Public integration APIs use client credentials in HTTP headers.

x-client-id: client_abc123
x-client-secret: your_client_secret
Content-Type: application/json

Use these headers from your backend only.

3. Send a KYT Transaction

For new transaction-monitoring integrations, use the KYT ingest endpoint.

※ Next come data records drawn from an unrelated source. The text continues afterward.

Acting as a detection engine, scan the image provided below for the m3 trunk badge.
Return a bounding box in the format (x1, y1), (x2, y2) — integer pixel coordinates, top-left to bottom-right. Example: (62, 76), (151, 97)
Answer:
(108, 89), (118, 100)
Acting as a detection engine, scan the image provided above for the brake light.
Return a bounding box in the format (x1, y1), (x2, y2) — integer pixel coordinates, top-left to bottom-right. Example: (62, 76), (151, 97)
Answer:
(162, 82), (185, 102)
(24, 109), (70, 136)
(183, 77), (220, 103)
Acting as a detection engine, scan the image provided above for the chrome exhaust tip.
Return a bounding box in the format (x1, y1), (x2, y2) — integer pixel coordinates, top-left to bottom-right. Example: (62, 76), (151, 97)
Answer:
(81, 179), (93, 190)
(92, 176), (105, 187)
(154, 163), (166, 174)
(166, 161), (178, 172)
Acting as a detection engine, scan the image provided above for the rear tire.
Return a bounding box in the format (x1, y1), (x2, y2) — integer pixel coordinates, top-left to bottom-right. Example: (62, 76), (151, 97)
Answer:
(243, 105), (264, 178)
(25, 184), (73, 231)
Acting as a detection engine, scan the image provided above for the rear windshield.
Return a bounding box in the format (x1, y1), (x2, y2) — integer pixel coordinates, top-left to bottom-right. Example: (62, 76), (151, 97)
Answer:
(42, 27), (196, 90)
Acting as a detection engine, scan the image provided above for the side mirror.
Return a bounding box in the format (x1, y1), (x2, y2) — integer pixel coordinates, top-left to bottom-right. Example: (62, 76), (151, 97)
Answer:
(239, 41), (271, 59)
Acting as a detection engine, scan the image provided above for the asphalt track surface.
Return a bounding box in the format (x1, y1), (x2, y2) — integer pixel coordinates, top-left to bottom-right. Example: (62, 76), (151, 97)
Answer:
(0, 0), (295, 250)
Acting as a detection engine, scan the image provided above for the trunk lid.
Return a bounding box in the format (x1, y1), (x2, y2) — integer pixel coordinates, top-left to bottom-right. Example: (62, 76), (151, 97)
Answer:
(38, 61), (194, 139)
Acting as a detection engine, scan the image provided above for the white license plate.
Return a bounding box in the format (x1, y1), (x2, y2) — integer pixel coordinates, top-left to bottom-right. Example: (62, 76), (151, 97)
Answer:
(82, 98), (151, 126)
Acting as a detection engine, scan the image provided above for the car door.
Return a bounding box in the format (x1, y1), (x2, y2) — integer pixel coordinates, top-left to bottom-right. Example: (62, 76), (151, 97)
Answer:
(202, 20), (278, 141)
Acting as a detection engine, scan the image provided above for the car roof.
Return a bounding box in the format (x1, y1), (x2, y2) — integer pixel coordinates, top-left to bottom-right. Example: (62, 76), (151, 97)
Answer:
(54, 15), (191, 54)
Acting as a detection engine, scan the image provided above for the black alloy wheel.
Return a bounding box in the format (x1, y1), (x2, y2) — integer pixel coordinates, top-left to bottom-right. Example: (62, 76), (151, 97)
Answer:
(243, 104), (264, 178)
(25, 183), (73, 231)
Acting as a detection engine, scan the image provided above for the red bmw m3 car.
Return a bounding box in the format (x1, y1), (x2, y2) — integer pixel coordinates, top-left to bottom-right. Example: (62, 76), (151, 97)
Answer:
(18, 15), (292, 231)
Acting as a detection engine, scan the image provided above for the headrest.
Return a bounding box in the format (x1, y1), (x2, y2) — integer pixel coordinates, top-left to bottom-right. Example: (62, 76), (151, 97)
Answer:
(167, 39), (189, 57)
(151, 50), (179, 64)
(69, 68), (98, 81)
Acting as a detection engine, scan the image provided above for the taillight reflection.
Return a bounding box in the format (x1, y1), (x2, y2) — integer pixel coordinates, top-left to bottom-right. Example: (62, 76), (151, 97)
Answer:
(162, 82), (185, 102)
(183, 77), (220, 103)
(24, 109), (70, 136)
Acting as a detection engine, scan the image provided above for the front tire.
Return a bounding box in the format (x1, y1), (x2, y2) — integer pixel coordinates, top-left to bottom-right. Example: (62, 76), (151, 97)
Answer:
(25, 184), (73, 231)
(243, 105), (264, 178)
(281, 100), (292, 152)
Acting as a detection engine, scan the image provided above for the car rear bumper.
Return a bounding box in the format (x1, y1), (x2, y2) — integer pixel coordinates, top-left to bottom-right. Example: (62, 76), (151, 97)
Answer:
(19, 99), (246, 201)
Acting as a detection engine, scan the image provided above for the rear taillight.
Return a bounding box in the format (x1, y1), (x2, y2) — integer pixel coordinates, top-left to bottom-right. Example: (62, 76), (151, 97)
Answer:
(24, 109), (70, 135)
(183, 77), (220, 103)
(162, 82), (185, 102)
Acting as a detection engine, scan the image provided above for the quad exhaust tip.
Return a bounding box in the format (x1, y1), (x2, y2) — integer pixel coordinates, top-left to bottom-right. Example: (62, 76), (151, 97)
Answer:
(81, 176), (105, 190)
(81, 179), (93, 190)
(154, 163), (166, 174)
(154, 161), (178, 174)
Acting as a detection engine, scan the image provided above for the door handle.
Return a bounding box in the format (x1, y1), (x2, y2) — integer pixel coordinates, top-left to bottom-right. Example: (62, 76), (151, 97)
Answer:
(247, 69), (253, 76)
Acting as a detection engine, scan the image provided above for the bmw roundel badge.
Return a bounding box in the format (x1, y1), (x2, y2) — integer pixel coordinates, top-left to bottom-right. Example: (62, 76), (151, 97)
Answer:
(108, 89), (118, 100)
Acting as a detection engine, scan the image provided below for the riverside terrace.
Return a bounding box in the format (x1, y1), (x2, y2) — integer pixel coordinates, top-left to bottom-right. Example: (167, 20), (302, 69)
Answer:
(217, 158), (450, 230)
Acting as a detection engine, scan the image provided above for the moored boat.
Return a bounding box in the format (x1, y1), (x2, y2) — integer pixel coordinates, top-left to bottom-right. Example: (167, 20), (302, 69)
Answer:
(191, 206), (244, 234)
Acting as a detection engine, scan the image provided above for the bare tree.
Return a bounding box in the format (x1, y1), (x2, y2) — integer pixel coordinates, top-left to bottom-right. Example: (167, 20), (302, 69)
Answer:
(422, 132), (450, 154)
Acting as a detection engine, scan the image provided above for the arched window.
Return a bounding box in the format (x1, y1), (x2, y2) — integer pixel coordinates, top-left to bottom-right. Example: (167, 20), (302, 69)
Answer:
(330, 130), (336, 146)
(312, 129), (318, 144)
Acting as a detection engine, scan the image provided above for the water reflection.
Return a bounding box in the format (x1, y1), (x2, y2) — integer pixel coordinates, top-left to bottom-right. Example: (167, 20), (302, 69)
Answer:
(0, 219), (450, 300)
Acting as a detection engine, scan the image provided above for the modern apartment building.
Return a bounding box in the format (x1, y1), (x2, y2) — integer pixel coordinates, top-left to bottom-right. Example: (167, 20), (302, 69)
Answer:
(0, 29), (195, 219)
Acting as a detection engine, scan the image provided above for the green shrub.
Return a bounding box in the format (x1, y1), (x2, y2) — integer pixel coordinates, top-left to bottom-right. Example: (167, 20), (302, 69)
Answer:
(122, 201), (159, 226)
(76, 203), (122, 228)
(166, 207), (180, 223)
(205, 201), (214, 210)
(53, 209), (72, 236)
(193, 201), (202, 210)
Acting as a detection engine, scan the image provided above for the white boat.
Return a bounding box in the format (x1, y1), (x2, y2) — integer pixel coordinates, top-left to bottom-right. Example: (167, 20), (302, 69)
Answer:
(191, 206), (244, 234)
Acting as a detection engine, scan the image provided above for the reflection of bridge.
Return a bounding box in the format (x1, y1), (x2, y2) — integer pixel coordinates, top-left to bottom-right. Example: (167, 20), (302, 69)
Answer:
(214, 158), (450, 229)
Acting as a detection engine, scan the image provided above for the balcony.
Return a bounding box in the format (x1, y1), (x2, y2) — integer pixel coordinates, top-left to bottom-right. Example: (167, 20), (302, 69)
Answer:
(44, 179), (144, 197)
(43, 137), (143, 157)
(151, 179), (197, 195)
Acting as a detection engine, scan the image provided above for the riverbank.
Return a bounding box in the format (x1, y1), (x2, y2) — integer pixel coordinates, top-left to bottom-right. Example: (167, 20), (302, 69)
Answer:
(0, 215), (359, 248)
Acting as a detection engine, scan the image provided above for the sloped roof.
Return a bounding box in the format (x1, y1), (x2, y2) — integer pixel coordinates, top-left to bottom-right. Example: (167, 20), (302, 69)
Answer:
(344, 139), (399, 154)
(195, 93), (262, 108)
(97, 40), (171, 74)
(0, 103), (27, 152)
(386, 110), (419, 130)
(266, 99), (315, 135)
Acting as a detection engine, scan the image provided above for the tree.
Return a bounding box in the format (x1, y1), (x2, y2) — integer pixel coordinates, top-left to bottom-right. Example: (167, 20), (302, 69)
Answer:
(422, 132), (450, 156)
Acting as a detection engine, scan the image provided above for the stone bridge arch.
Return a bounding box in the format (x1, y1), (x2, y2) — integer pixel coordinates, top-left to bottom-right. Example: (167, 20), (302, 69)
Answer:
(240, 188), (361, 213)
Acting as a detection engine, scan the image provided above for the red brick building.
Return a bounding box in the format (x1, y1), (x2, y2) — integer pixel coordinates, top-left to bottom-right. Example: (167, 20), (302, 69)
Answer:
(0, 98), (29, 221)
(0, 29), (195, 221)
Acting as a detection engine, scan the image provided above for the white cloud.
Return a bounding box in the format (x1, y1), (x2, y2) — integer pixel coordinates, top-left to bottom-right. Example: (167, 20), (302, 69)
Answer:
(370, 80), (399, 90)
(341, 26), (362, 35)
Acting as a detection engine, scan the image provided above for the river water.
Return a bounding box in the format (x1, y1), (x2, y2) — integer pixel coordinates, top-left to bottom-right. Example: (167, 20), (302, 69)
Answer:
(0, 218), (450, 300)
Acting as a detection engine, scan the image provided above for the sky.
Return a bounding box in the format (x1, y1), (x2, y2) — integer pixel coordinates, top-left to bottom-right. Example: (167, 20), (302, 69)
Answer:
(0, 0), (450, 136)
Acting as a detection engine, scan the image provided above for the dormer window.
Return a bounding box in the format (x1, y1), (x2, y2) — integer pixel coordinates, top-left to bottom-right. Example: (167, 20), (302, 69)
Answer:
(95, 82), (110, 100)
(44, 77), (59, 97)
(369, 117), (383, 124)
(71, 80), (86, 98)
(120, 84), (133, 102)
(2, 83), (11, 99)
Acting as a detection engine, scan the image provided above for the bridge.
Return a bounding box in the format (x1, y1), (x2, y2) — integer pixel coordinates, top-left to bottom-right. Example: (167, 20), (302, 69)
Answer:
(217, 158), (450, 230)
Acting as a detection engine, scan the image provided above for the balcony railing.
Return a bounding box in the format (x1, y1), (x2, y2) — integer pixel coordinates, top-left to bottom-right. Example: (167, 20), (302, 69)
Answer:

POST /kyt/transactions/ingest
{
  "transactionId": "order_100045",
  "externalCustomerId": "customer_789",
  "cpfCnpj": "***.014.426-**",
  "type": "PIX_TRANSFER",
  "channel": "MOBILE_APP",
  "amount": 1250.75,
  "currency": "BRL",
  "occurredAt": "2026-05-06T13:30:00.000Z",
  "origin": {
    "name": "Origin Customer",
    "cpfCnpj": "***.014.426-**",
    "accountReference": "acct_origin_001",
    "country": "BR"
  },
  "destination": {
    "name": "Destination Customer",
    "cpfCnpj": "***.000.000-**",
    "accountReference": "acct_dest_001",
    "country": "BR"
  },
  "metadata": {
    "deviceId": "device_123",
    "ipAddress": "203.0.113.10"
  }
}

A new transaction returns 202 Accepted. Re-sending the same transaction may return 200 OK with duplicate information so your integration can retry safely.

4. Listen for Webhooks

PredictaID sends asynchronous lifecycle and KYT events to your configured webhook URL.

At minimum, subscribe to:

  • kyt.transaction.queued
  • kyt.transaction.pipeline.completed
  • kyt.transaction.dead_lettered
  • session.created
  • session.completed
  • customer.identified

Verify X-PredictAid-Signature before processing the event. See Webhooks and Webhook Events Reference.

5. Route Review Outcomes

Some outcomes are automatic, but compliance-sensitive cases can require human review. Your integration should treat these states carefully:

  • REVIEW: a compliance analyst must review the customer, transaction, or evidence.
  • PEP or restrictive-list match: review is mandatory until confirmed, dismissed as false positive, or escalated.
  • Partial or missing score composition: the score is informational only and is not defensible for approval.
  • Missing audit trail: regulatory decisions and audit-ready exports are blocked until the trail is repaired.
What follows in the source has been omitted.